FISH On Sports: Thrilling Games, Close Races and Training Camps

It feels good to be back.  Here’s what everybody is talking about from this past week in the world of sports:

 

WEEK 1 THRILLS AND SPILLS

It was a whirlwind first week of NFL action. Peyton Manning tied a league record, Buffalo nearly beat New England, and Rex Ryan lost $100,000 taking the Buccaneers over the Jets.

Seriously, you’ve got to hand it to Tampa Bay. It takes a lot of guts to snatch defeat from the jaws of victory.

Elsewhere in Week 1, the Giants committed six turnovers in their loss to the Cowboys. I haven’t seen so many giveaways since that Aaron Hernandez memorabilia sale.

Speaking of the Giants, some seats for this weekend’s “Manning Bowl” are valued at over $6,000. I mean, we’re talking prices that are higher than Eminem doing an ESPN interview.

Meanwhile, Ndamukong Suh was fined $100,000 for a low block against Vikings center John Sullivan. Suh’s agent says the fine is more excessive than Miguel Cabrera’s snack table in the Tigers dugout.

The saddest thing about the Lions is that their playoff chances are a lot like a male porn star’s career: they depend on keeping their star Johnson healthy.

 

PUCKERS UNITE!

NHL training camps start this week. Maple Leafs players are feeling pressure from their fans to get past the first round before having a Game 7 meltdown this year.

The Montreal Canadiens are exciting about the new-found grit that they added in the offseason. Team doctors are saying that George Parros’ mustache added 10 pounds of muscle during the offseason.

In Vancouver, John Tortorella says he will avoid making disparaging comments to local sports writers. Sources say he’s asking his defensemen to block any shots coming from his larynx.

Carolina defenseman Joni Pitkanen is out for the year with a broken bone in his foot. Experts have already downgraded the Hurricanes to a Category 1 storm.

Former Flyers goalie Ilya Bryzgalov has been given an invitation to the Panthers’ training camp. He’s still deciding, but some believe that he’ll accept reasoning that, in Florida, at least no one will be at the games to see him let in bad goals.

Some pundits are calling for the Chicago Blackhawks to change their team’s name because of its “racial insensitivity”. Maybe it’s just me, but the Chicago African-American Hawks sounds like a bit of a mouthful.

 

PLAY THERE AGAIN, SAM

The Toronto Blue Jays will play exhibition games in Montreal next summer. Shows you that the league is doing what it can to give a mediocre team back to former Expos fans.

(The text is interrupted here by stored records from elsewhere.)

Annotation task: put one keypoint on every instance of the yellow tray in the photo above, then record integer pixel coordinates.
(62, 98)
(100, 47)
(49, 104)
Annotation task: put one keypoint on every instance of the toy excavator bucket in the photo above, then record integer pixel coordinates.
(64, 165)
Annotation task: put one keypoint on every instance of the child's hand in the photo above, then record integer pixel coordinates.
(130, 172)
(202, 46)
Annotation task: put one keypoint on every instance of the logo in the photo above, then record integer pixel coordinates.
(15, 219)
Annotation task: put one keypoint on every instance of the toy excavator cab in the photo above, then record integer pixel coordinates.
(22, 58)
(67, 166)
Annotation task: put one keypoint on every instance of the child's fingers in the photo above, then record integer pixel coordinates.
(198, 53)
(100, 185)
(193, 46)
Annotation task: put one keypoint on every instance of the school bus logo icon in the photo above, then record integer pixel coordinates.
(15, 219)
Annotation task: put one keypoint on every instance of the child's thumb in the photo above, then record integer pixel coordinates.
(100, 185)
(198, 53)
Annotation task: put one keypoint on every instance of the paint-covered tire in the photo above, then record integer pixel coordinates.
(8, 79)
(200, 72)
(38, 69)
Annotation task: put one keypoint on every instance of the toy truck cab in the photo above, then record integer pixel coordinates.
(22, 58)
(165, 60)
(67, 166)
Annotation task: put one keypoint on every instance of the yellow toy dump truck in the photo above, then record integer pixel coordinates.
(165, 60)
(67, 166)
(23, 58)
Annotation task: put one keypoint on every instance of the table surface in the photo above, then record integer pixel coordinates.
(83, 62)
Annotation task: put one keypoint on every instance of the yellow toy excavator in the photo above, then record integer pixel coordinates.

In other baseball news, the Pittsburgh Pirates have clinched their first winning season in twenty years. It was so long ago, Roger Clemens says Andy Pettitte can’t even misremember that far back.

Seriously, the last time the Pirates made the playoffs, Barry Bonds wasn’t renting out his head as a Mardi Gras float yet.

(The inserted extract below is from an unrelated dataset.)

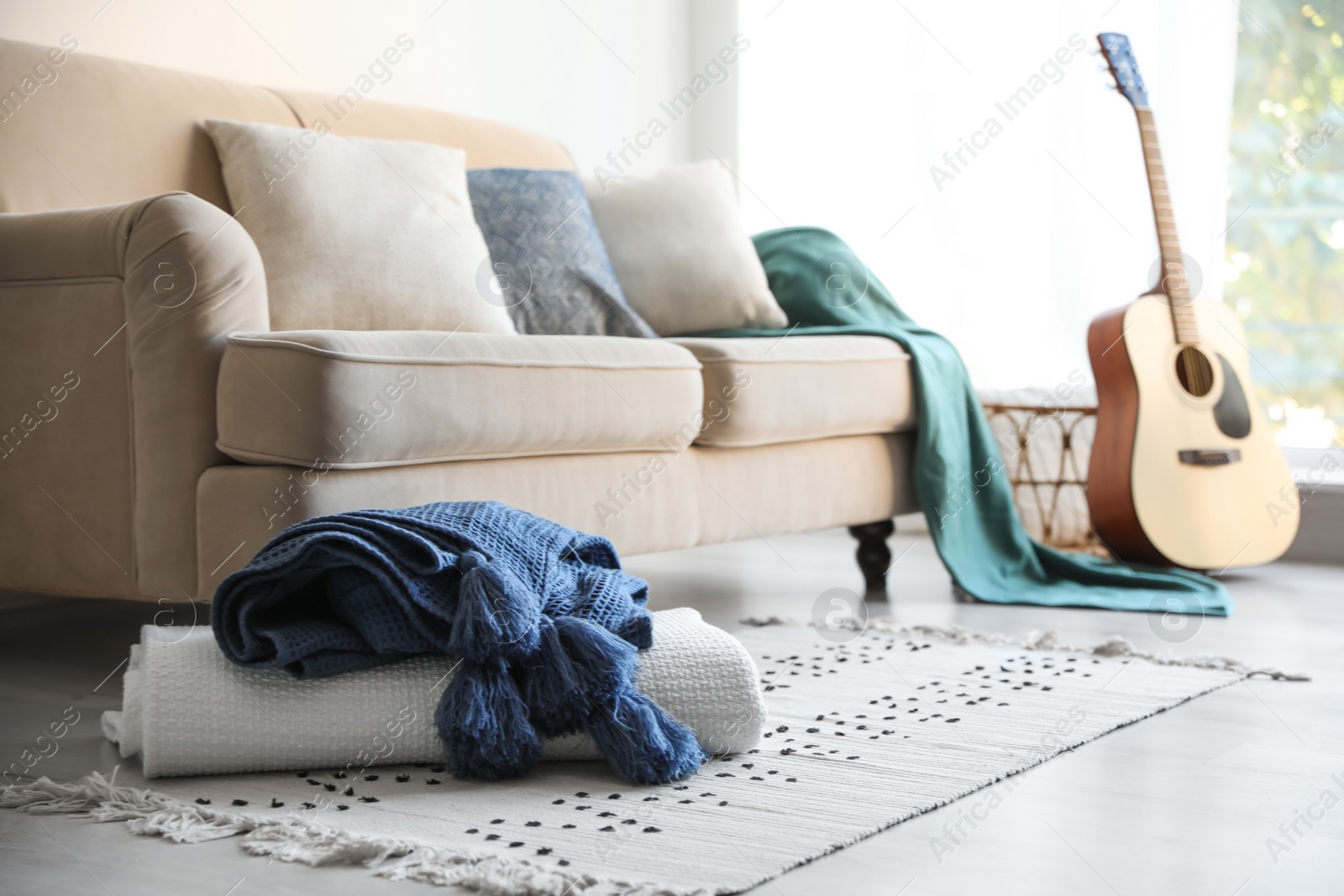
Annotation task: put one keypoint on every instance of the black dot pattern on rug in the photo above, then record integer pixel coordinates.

The Yankees luxury tax bill is $29 million this year. After seeing this, Brian Cashman tried to dump some salary by trading Alex Rodriguez for Syria’s chemical weapons. al-Assad turned him down, saying A-Rod’s baggage was too much to consider.

 

AN AMERICAN ROMP TO HAVING TO DO WITH SYRIA

The United States has officially qualified for next year’s World Cup after beating Mexico 2-0 this week. Mexico is blaming the loss on an American-Mexican tradition – take pre-game takeout from Taco Bell.

In other soccer news, Russia’s controversial “anti-gay” laws have put their bid to host the 2018 World Cup in jeopardy. Sources say FIFA doesn’t want to host the tournament in a country where players are not free to take multiple balls to the face.

 

MAMBA ON THE MEND

Kobe Bryant is ahead of schedule recovering from his Achilles injury. You can tell he’s getting back to normal – this morning he refused to pass a toy ball to his kids.

 

AND FINALLY …

In minor Canadian sports news, a former defensive end from Quebec’s Bishop’s University is suing the school because his coach allegedly kept him in the game with a severe head injury. I think he’s overacting. I mean, it’s not impossible to perform if there’s something wrong with your head – just ask Miley Cyrus.